Although No Sex Please, We're British is best known as the phenomenally successful stage comedy which ran in London's West End from 1971 to 1987 (it remains the longest-running comedy ever, with 6,761 performances to its name), it was also adapted into an equally farcical movie, starring RONNIE CORBETT (replacing Michael Crawford, who had featured in the original stage version), ARTHUR LOWE and BERYL REID. If you're wondering why the film has rarely been shown on television, that's because the stage producer John Gale used to pay TV companies not to show it while his play was still packing 'em in during its West End run.
Ronnie Corbett plays Brian Runnicles, a bank clerk who's perplexed when a wrongly labelled package of dirty postcards arrives at his workplace. With his boss Mr Bromley (Arthur Lowe) a stout anti-pornography campaigner, Brian struggles to dispose of the blue material without arousing his suspicions. Complicating the matters further are a couple of newly-weds (IAN OGILVY and SUSAN PENHALIGON) and their visiting mother-in-law (Beryl Reid) who live in the flat directly above the bank. As more and more blue material arrives, the clerk's increasingly erratic behaviour even manages to attract the attention of the local police.

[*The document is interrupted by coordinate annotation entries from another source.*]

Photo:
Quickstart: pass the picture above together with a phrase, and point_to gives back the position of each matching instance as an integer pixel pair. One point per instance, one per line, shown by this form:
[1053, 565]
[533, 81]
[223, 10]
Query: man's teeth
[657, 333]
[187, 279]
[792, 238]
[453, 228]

The Sunday Telegraph called No Sex Please, We're British "fast, funny and lunatic in the best tradition of British farce, splendidly played by Ronnie Corbett, Beryl Reid and Arthur Lowe." Writing in the Evening Standard, meanwhile, Alexander Walker praised Cliff Owen, calling him "our best director of comedies. He handles his cast like clockwork - but clockwork in which no fly-wheel moves at quite the same rate as the others, yet all function perfectly together."